For those of us who read for a living, paperback releases provide an opportunity to catch up on some of the best books that came out last year, too. Our favorite paperback releases of 2017 (so far) include a Pulitzer Prize winner (Matthew Desmond, Evicted: Poverty and Profit in the American City) and a Pulitzer finalist (C.E. Morgan, The Sport of Kings), as well as an original book of poetry.
The journalist’s oral history of 1969 and 1970 includes interviews with movers and shakers of the day (Bill Ayers, Daniel Ellsberg, Robin Morgan) as well as lesser known figures who played a role in key events, like an FBI agent tasked with keeping tabs on the leaders of the Students for a Democratic Society. The book is a rich tapestry of a volatile period in American history.
This Pulitzer Prize-winning book examines the plague of eviction, following eight Milwaukee families who struggle to stay in their homes in the face of a rigged system. With compassion and an expert understanding of the many obstacles to a solution, Desmond illustrates the ways that eviction serves to exacerbate the traumatic cycle of poverty.
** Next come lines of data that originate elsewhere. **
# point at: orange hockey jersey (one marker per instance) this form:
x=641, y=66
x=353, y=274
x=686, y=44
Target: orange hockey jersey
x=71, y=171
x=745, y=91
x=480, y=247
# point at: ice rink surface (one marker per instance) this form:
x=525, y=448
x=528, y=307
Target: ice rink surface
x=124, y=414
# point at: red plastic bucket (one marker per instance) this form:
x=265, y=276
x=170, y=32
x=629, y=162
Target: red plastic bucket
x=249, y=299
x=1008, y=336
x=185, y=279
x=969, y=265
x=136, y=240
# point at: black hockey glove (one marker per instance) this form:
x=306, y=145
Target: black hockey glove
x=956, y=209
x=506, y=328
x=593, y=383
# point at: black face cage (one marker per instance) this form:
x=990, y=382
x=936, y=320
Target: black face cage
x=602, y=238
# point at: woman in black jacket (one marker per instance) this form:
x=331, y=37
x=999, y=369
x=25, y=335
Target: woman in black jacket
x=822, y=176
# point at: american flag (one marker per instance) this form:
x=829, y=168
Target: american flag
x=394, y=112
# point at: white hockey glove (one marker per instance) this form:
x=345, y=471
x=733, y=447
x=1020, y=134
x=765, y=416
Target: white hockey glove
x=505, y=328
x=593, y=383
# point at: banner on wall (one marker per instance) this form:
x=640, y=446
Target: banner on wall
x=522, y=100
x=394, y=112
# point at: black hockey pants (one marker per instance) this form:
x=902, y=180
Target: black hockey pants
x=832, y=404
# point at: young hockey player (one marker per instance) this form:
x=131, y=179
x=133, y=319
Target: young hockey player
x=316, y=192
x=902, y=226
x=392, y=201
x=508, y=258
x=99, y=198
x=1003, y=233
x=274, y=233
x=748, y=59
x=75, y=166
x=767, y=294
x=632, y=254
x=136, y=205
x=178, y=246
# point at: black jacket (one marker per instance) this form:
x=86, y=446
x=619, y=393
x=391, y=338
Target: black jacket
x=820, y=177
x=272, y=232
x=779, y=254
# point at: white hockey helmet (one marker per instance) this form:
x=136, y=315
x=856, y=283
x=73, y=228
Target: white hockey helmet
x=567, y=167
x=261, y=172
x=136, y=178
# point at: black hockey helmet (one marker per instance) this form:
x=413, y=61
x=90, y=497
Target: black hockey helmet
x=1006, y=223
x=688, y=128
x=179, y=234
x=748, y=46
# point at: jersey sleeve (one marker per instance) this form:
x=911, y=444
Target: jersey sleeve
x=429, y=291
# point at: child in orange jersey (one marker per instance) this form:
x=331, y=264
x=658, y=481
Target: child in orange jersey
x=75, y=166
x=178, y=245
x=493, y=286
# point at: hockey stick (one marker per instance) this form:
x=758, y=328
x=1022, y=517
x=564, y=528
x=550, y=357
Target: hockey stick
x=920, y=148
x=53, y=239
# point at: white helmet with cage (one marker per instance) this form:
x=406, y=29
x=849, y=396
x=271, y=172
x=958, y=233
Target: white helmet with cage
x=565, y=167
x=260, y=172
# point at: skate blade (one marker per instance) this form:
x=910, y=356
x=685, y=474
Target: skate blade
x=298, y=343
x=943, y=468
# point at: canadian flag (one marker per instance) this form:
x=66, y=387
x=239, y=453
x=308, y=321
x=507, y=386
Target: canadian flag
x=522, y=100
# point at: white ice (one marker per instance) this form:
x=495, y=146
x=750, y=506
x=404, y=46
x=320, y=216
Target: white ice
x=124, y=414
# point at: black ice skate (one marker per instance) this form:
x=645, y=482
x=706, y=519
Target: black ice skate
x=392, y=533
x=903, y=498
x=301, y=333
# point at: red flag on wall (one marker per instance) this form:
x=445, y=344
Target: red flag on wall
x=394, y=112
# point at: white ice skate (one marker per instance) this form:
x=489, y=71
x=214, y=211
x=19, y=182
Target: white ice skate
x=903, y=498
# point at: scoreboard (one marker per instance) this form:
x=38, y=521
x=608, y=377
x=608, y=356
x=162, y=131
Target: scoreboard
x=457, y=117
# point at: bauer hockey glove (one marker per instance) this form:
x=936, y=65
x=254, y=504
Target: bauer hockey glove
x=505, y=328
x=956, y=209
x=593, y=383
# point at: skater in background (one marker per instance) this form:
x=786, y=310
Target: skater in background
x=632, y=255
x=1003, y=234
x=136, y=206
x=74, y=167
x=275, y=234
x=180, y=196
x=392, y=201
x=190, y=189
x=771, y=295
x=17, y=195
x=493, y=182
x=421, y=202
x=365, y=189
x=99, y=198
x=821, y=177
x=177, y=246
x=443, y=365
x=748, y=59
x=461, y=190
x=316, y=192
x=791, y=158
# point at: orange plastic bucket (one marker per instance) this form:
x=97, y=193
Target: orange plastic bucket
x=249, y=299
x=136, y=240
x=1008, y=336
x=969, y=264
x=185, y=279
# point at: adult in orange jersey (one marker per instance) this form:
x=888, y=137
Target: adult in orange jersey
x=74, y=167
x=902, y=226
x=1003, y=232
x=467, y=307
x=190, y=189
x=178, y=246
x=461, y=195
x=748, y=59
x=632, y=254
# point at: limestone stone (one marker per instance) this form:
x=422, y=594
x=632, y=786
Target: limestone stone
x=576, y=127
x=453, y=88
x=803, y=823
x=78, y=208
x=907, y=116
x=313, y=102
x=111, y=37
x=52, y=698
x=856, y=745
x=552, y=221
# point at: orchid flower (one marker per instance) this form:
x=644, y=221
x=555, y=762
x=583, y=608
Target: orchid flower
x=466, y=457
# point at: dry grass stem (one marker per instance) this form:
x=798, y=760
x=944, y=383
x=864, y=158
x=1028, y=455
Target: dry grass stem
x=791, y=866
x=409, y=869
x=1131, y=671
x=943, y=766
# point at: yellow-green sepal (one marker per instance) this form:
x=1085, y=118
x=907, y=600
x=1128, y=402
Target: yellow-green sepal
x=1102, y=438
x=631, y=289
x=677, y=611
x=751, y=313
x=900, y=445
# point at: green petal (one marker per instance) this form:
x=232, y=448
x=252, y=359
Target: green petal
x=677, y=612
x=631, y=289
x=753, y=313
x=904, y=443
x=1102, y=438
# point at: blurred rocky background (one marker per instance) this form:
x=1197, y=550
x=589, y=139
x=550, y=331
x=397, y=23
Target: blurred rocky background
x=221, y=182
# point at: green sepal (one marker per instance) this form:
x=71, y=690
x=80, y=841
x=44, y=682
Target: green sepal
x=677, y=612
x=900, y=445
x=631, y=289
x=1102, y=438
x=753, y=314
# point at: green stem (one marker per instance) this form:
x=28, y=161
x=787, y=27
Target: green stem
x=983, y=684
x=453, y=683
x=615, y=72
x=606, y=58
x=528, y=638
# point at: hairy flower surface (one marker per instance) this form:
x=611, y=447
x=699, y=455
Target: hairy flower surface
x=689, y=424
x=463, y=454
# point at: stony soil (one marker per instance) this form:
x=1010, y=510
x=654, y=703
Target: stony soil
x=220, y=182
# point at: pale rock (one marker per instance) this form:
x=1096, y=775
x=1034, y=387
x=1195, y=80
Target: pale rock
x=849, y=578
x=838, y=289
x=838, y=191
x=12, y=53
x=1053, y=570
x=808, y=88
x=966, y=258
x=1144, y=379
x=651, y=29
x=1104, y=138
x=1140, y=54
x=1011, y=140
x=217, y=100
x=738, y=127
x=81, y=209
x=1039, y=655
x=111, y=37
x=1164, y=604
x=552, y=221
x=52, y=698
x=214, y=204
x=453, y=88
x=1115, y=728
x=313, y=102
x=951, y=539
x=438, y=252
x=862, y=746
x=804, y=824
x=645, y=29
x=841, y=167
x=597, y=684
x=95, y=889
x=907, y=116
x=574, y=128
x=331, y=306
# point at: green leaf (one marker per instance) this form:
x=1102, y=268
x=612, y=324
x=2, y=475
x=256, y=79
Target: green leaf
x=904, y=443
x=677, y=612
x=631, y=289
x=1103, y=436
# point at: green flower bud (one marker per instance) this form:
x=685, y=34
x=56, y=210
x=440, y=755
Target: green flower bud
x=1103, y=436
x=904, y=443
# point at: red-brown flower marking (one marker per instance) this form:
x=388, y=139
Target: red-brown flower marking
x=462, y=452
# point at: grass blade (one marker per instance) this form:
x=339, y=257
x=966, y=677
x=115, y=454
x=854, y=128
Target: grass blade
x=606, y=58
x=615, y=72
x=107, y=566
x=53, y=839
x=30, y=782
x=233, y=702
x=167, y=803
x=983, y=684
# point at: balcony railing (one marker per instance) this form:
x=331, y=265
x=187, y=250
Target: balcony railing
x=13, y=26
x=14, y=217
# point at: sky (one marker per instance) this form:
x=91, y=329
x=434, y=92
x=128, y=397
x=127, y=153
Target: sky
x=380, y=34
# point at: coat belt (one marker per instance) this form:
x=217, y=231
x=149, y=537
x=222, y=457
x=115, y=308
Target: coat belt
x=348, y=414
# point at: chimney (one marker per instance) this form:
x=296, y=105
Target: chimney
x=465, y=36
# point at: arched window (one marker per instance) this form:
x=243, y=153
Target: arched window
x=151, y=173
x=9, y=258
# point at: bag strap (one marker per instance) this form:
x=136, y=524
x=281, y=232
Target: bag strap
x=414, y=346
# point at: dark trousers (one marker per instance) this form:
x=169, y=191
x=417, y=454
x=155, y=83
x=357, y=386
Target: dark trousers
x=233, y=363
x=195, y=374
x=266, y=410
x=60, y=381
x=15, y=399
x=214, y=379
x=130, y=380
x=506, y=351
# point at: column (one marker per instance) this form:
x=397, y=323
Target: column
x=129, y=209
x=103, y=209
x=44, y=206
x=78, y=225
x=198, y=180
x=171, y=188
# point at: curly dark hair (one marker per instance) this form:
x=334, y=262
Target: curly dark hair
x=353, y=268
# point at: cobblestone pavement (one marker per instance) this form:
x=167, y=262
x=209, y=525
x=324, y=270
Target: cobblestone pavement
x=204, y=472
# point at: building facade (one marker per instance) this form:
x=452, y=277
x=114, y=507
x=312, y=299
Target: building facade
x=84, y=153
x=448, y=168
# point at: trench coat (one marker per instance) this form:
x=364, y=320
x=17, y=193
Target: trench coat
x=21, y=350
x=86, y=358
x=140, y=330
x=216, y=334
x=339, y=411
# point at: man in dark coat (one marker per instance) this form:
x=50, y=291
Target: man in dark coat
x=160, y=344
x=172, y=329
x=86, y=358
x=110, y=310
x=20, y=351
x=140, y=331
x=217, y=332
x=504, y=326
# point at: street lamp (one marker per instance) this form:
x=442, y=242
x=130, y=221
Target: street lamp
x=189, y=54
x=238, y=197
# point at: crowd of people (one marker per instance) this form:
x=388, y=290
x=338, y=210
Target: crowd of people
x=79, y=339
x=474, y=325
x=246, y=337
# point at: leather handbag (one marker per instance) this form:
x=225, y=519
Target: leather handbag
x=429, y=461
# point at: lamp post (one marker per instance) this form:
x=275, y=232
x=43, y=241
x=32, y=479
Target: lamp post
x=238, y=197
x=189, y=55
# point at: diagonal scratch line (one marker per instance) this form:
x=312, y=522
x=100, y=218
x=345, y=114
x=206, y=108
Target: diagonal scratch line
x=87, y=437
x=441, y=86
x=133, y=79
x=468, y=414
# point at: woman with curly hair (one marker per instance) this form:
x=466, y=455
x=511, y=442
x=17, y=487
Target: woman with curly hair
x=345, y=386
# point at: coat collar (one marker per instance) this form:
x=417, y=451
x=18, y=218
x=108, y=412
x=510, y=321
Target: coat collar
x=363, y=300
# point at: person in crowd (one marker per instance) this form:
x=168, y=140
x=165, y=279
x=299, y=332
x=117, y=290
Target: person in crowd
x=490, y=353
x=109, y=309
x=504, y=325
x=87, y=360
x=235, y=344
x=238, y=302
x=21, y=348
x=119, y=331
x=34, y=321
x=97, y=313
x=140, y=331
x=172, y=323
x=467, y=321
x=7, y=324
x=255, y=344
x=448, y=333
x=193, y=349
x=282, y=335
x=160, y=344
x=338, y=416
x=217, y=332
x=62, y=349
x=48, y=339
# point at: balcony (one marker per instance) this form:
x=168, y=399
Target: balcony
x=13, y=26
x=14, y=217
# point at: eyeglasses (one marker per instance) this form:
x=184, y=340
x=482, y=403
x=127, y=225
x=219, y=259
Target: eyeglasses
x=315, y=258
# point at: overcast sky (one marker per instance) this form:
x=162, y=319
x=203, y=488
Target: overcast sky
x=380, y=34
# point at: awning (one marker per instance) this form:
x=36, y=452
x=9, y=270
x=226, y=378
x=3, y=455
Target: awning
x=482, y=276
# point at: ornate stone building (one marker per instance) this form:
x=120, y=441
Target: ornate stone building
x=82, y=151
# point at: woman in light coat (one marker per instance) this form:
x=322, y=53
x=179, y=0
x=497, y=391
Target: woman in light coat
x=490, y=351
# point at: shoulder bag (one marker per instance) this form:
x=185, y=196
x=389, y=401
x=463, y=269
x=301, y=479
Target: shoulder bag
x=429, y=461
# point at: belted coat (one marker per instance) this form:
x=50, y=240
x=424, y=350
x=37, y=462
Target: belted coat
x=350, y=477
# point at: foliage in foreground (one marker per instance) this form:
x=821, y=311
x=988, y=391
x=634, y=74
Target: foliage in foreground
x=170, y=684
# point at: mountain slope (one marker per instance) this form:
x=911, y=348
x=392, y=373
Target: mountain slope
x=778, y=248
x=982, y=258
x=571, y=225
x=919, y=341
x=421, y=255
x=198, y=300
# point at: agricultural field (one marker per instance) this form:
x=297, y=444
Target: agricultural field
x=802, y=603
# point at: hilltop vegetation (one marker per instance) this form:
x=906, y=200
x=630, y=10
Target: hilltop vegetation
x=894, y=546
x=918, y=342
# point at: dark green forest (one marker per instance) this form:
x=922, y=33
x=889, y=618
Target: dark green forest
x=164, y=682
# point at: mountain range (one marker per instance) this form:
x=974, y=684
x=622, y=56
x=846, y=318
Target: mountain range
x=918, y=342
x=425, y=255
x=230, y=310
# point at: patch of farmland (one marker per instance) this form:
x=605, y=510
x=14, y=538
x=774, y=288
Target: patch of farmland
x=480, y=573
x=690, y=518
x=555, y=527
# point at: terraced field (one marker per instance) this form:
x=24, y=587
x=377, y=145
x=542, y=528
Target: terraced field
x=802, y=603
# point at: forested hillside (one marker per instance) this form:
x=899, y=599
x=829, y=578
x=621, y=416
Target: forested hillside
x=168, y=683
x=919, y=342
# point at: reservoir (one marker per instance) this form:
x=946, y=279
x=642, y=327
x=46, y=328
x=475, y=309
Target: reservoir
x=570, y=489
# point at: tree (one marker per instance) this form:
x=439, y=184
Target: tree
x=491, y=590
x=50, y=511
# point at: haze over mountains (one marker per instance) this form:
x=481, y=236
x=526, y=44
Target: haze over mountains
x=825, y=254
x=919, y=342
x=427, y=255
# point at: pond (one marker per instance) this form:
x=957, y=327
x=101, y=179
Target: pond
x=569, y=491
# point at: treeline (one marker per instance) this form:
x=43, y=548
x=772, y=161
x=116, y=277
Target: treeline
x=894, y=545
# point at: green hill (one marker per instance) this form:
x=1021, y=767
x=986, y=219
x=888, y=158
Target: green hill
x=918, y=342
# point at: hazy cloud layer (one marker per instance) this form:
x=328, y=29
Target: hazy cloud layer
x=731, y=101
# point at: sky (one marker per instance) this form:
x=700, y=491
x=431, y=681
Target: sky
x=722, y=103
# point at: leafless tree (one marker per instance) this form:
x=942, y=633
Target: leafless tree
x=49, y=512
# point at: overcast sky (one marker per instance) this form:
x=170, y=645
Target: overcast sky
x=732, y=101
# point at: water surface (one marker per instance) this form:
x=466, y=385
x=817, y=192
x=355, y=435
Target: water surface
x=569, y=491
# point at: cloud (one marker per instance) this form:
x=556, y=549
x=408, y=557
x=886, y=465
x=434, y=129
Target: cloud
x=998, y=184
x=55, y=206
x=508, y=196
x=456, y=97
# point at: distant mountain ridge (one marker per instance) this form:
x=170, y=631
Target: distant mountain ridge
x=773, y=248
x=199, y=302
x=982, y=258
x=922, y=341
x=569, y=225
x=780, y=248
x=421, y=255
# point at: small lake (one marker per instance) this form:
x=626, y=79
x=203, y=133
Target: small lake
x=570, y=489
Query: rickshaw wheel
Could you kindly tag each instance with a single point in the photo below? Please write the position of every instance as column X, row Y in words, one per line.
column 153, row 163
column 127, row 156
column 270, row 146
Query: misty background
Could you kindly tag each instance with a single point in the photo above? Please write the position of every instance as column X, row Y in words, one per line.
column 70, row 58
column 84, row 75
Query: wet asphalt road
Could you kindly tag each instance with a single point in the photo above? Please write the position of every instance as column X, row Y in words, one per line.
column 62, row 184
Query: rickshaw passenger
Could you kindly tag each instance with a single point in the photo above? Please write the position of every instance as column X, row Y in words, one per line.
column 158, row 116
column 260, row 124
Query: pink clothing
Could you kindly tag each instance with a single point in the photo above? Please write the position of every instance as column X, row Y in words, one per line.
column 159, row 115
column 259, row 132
In the Mexican author’s first novel to be translated into English, Enrigue playfully weaves together an imagined tennis match in Rome between two giants of the Baroque period, Caravaggio and Francisco de Quevedo, and the very real destruction of the Aztec world happening across the Atlantic Ocean.
In an expansive debut novel that covers the upheaval of the 1960s, the Iraq War, the Occupy Wall Street movement and many other political moments and locales of the past six decades, Hill proves his chops as both a wry social commentator and an affecting portrait artist.
Morgan uses horse breeding as a lens through which to explore questions of race, heritage, family and the legacy of slavery in this lyrical, provocative novel about a contemporary black groom and the white family that employs him.
In this paperback original, Parker’s poems brings heat to the art of Mickalene Thomas, the racial politics of Barack Obama’s presidency, the body politics of Beyoncé and the danger of moving through America in a black body: “I walk into a bar. / I drink a lot of wine and kiss a Black man on his beard. / I do whatever I want because I could die any minute. / I don’t mean YOLO I mean they are hunting me.”
A young maid in 1920s England marks Mothering Sunday — an annual day off for domestic workers to visit their moms — with a final rendezvous with her lover, a gentleman engaged to a woman of his own class. Decades later, she looks back on the day as the moment she became a writer. The book’s emotional heft far outweighs its slim size.